The employee--who agreed to speak to the Chesterton Tribune on condition of anonymity--said that her termination, after more than 20 years as a county government employee, took her “completely . . . by surprise.”

In particular, she alleged that the Auditor’s Office paid a consultant thousands of dollars--an amount significantly greater than her salaryâ to perform functions which she could have done herself, such as collect homestead credit violations.

Thus, she said, Hannon, Hannon & Hannon was paid a total of $117,950 in 2013. The employee’s salary: $33,000.

Together the Auditors, Assessor’s, and Treasurer’s offices paid consultants a total of $517,272 in 2013.

Wichlinski, for his part, is emphatic that the five employees were terminated based not on the number of years under their belt but rather on their likely inability to thrive in the new office culture, reorganized in terms of the business strategy known as Total Quality Management (TQM). Those five, he said, would “not find success.”

“I’m not going to set up a person for failure,” said Wichlinski. “It’s time to take things to the next level and it’s not going to be tied to personality, it’s not going to be tied to ‘this is the way we’ve always done it.’ It’s going to be tied to compliance with the law. It’s going to be tied to customer service, how we can do the best possible job we can for the customer. It’s going to be tied to respect, support and nurturing and fostering the team.”

Wichlinski also disputed the term “firing,” inasmuch as the five can collect unemployment benefits.

Wichlinski is not the only county official to make personnel changes since their election. Assessor Jon Snyder cut his staff by six in 2011, in his first year in office.

But, Wichlinski said, he wanted to wait until he had a grasp on his employees’ capacity for change and adaptation.

Among other things, Wichlinski is eliminating the chief deputy position and workers in his office will be cross-trained in skills. That training is being conducted by Low & Associates and funded by moneys from the Auditor’s non-reverting fund for the TQM program, Wichlinski said.

He added--against critics accusing him of spending large amounts of money at will from the non-reverting fund--that all TQM contracts were approved by majority votes of the County Commissioners and the County Council.

“We are going to offer as much e-Gov as humanly possible and streamline sufficient services as we possibly can so the customer’s visit can be painless. I think we can make it a worthwhile experience,” Wichlinksi said.

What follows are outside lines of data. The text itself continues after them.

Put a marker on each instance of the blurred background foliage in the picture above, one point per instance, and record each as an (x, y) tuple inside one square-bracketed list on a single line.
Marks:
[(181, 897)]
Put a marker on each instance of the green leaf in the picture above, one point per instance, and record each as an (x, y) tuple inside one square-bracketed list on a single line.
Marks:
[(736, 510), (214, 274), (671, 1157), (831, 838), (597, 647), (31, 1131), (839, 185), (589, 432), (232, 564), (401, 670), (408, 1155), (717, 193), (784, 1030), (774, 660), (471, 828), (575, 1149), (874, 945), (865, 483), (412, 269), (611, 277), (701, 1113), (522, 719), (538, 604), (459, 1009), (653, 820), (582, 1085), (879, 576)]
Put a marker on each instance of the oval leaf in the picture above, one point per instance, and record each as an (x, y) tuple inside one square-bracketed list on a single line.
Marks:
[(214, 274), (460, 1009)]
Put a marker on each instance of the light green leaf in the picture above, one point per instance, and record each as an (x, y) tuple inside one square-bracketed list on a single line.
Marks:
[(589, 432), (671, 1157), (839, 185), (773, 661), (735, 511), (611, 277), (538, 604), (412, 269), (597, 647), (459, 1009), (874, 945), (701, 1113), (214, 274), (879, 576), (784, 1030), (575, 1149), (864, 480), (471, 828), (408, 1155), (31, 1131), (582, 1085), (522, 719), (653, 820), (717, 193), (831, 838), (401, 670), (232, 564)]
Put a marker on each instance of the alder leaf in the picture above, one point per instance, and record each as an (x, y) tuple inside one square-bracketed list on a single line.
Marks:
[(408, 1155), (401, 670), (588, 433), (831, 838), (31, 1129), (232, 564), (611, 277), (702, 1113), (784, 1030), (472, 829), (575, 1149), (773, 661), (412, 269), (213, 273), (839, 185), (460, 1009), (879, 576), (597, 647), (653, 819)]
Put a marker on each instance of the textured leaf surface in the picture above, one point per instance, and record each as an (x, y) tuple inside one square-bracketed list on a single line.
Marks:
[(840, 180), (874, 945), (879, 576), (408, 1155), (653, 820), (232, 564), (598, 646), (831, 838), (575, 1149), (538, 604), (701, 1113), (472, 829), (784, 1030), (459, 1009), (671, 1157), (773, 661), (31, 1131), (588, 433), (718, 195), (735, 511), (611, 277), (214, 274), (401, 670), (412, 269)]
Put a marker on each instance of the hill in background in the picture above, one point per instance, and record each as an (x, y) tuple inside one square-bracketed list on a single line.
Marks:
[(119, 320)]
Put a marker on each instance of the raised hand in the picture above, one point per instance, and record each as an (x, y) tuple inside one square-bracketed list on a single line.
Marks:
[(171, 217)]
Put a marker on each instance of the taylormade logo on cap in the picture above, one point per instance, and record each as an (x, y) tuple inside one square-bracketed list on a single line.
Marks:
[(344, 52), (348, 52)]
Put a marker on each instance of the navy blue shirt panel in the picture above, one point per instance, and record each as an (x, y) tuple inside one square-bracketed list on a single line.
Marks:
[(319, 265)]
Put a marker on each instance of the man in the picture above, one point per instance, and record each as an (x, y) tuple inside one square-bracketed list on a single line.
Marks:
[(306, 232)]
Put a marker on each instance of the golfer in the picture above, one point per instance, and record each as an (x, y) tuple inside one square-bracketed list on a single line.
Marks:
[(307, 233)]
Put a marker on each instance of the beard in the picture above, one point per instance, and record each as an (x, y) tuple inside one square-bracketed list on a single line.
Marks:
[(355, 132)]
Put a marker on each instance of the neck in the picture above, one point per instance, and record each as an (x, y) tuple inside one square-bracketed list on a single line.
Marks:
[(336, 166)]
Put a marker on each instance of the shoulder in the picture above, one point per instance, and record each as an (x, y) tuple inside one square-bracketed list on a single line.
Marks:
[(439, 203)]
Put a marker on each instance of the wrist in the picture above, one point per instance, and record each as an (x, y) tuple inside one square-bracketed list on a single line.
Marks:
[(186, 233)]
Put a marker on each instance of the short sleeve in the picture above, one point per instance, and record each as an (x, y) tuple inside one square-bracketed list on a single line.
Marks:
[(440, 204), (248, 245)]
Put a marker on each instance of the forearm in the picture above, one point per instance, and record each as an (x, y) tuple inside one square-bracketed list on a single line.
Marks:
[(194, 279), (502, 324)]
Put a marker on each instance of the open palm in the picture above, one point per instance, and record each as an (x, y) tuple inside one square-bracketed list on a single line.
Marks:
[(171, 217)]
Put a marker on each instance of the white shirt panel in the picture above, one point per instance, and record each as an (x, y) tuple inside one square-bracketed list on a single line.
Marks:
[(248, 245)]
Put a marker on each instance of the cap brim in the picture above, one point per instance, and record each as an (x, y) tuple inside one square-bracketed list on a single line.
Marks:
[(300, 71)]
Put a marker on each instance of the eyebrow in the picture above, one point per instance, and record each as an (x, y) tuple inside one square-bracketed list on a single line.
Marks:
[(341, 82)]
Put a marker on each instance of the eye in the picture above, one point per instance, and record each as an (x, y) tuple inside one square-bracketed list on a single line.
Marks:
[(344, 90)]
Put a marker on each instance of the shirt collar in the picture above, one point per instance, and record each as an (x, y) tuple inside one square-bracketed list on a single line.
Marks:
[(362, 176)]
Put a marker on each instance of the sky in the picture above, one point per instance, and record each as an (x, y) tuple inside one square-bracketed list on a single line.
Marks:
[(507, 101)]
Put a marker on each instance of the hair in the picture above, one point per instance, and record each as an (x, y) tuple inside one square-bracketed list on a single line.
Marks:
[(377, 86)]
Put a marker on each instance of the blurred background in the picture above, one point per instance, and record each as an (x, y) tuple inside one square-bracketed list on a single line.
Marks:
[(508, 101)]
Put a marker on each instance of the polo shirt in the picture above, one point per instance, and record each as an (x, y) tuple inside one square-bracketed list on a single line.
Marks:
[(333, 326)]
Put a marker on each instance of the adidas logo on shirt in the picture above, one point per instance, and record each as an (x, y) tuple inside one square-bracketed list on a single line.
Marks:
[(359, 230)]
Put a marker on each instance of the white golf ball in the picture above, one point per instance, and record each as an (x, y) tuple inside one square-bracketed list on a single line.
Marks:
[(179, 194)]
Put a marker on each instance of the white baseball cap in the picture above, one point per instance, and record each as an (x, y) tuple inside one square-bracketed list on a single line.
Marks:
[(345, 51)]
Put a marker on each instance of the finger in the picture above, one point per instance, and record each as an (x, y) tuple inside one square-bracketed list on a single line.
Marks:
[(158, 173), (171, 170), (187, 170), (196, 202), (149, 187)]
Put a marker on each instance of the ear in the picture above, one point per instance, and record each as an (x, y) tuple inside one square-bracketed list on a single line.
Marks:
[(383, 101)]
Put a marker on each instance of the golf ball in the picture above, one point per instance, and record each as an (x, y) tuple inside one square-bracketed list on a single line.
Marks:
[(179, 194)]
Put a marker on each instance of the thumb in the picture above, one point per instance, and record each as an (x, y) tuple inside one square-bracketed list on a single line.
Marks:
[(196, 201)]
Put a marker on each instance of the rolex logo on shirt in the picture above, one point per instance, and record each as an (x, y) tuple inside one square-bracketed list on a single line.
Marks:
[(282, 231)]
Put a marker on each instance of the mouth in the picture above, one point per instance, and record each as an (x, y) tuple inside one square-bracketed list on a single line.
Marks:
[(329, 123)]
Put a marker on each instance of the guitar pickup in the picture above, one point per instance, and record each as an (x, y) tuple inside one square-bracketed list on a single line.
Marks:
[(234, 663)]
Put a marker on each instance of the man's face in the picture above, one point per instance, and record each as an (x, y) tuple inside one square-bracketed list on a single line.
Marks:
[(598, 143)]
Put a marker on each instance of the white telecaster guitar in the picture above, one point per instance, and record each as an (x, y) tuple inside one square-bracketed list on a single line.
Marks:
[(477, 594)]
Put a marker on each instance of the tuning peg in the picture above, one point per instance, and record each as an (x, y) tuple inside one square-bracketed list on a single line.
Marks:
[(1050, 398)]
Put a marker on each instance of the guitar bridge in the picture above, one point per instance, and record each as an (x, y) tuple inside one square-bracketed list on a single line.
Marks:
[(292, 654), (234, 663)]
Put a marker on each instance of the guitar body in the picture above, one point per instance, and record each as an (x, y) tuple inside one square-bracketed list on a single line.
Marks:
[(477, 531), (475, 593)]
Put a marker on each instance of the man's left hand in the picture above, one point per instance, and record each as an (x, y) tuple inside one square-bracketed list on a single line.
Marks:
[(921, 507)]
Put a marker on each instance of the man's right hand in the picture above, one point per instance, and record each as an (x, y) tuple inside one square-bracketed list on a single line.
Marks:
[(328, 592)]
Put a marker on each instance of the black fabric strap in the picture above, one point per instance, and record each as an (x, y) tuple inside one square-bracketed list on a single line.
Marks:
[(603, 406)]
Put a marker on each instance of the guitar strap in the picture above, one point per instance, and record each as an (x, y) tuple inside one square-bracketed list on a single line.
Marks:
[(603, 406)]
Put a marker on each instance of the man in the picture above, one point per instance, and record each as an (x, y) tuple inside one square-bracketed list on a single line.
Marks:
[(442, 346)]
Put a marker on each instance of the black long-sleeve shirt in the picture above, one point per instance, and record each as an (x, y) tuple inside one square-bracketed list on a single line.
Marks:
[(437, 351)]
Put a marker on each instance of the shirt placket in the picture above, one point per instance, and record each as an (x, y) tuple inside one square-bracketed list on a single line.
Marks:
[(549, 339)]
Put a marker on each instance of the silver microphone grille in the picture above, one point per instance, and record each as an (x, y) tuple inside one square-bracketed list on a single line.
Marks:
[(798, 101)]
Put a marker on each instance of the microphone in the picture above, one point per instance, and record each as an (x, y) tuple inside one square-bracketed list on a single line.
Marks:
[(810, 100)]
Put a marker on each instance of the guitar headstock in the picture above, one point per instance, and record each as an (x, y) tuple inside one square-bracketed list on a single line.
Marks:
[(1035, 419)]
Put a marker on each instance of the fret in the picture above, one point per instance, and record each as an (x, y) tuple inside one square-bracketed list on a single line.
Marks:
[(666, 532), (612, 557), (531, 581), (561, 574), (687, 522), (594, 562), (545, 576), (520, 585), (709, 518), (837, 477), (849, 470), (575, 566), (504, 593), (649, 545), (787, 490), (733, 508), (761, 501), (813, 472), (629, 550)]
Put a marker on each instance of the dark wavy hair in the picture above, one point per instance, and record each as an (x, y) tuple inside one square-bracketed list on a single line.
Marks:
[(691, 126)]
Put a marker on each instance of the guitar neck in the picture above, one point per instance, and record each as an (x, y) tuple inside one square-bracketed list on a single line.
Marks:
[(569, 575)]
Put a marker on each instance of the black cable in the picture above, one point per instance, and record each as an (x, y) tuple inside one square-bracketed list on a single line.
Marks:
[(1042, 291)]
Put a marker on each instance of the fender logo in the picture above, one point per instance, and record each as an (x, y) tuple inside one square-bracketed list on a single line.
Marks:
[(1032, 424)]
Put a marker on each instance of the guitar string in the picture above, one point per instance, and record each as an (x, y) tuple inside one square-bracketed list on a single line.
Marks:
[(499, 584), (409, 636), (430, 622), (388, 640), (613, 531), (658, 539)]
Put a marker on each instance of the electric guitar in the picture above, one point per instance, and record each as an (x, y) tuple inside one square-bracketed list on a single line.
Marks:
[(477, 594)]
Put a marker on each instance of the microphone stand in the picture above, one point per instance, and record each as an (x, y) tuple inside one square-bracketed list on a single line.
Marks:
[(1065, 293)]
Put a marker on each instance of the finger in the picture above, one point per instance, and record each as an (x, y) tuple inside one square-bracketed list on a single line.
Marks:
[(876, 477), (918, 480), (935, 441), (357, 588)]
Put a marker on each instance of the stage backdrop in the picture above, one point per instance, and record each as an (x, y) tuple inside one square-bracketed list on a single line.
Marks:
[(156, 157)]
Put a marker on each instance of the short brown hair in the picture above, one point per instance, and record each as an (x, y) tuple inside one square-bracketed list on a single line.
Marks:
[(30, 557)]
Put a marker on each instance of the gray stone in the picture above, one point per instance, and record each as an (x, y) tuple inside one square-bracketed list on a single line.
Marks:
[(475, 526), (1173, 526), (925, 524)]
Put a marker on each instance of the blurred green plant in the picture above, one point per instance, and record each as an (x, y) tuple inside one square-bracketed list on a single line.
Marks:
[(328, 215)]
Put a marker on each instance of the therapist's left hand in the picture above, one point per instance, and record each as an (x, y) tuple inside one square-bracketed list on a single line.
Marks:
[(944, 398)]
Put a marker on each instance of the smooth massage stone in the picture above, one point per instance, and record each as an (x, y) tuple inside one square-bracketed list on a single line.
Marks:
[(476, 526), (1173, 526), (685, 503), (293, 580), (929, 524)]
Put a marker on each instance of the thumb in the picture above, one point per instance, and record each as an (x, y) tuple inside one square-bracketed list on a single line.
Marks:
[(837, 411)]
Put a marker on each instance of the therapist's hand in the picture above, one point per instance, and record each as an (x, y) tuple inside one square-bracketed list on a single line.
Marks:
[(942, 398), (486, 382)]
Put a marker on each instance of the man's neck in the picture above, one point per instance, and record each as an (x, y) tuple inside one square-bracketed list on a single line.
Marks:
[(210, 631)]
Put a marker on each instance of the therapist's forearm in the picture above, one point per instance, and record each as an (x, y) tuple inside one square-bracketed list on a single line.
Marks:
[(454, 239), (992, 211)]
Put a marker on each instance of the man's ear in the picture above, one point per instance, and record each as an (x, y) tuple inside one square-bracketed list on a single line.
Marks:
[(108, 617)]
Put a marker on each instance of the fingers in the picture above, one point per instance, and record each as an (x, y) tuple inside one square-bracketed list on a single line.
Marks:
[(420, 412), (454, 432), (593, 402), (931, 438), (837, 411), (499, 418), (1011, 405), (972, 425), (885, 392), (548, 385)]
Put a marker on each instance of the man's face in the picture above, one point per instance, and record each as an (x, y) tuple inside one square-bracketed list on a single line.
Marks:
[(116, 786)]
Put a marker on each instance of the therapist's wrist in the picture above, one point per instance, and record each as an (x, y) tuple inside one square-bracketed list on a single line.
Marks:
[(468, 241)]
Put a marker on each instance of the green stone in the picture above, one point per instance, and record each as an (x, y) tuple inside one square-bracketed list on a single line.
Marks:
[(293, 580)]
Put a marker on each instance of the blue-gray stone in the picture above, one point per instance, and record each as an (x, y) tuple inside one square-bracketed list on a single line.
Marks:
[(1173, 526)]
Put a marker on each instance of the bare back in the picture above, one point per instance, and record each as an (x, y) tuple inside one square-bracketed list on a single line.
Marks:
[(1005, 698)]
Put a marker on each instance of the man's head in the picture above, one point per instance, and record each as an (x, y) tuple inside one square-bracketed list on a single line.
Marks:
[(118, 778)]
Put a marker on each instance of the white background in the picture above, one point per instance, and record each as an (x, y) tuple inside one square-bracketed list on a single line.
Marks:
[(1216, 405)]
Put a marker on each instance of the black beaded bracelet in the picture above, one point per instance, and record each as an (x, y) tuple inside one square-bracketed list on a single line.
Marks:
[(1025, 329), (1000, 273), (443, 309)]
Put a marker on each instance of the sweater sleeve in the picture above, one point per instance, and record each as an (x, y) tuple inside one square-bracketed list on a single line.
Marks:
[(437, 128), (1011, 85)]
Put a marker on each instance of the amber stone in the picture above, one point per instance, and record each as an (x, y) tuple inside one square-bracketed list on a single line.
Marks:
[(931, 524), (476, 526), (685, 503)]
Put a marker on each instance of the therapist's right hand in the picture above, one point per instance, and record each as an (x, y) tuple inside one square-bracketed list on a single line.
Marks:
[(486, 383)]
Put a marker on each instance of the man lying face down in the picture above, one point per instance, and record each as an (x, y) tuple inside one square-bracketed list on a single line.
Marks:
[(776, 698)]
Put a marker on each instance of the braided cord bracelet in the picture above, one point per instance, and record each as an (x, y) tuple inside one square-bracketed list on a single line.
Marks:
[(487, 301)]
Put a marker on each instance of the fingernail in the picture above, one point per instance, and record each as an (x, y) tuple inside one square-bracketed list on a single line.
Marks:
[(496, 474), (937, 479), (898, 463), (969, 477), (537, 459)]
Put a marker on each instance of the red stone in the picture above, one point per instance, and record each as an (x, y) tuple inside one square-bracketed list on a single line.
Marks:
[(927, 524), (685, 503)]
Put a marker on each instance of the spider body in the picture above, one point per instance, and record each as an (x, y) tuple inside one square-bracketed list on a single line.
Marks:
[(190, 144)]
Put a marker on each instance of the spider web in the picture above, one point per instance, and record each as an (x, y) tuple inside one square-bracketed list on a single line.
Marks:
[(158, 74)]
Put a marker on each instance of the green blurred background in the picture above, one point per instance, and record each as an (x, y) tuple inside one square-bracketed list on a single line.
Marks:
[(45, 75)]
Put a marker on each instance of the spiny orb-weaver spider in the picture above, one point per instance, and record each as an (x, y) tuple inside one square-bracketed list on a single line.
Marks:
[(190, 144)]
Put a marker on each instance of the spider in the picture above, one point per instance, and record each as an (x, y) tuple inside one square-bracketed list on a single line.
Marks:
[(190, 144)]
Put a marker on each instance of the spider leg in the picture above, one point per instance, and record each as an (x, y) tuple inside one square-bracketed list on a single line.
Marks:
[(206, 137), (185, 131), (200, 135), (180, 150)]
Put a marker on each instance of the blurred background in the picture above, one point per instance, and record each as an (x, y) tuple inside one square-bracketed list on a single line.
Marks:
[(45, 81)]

Wichlinski is crediting TQM with the collection of $2.04 million in homestead tax credit violations.

County Council President Dan Whitten, D-at large, and Vice-president Karen Conover, R-3rd, told the Tribune that they believe TQM has delivered on its promise for timely tax bills, but that they remain skeptical in a few areas.

Whitten, for one, has misgivings about Wichlinski’s use of consultants in preference to staff. “If you choose to give someone a bunch of consulting money but you’ve got to cut your staff, to me that just seems wrong,” he said.

Conover called the concept of TQM “a great thing” which may in practice have proved “a bit of an overkill.”

And she expressed her satisfaction with a new law which requires money from the Auditor’s non-reverting fund to be distributed to the municipal units of government.

Neither Whitten nor Conover said they could speak to Wichlinski’s decision to reduce his staff.

They did say, however, that it was not the Council’s directive to departments to terminate workers.

On the other hand, Whitten is recommending that departments cut their spending by 5 percent.

But, he said, it’s up to elected officials to run their offices as they see fit.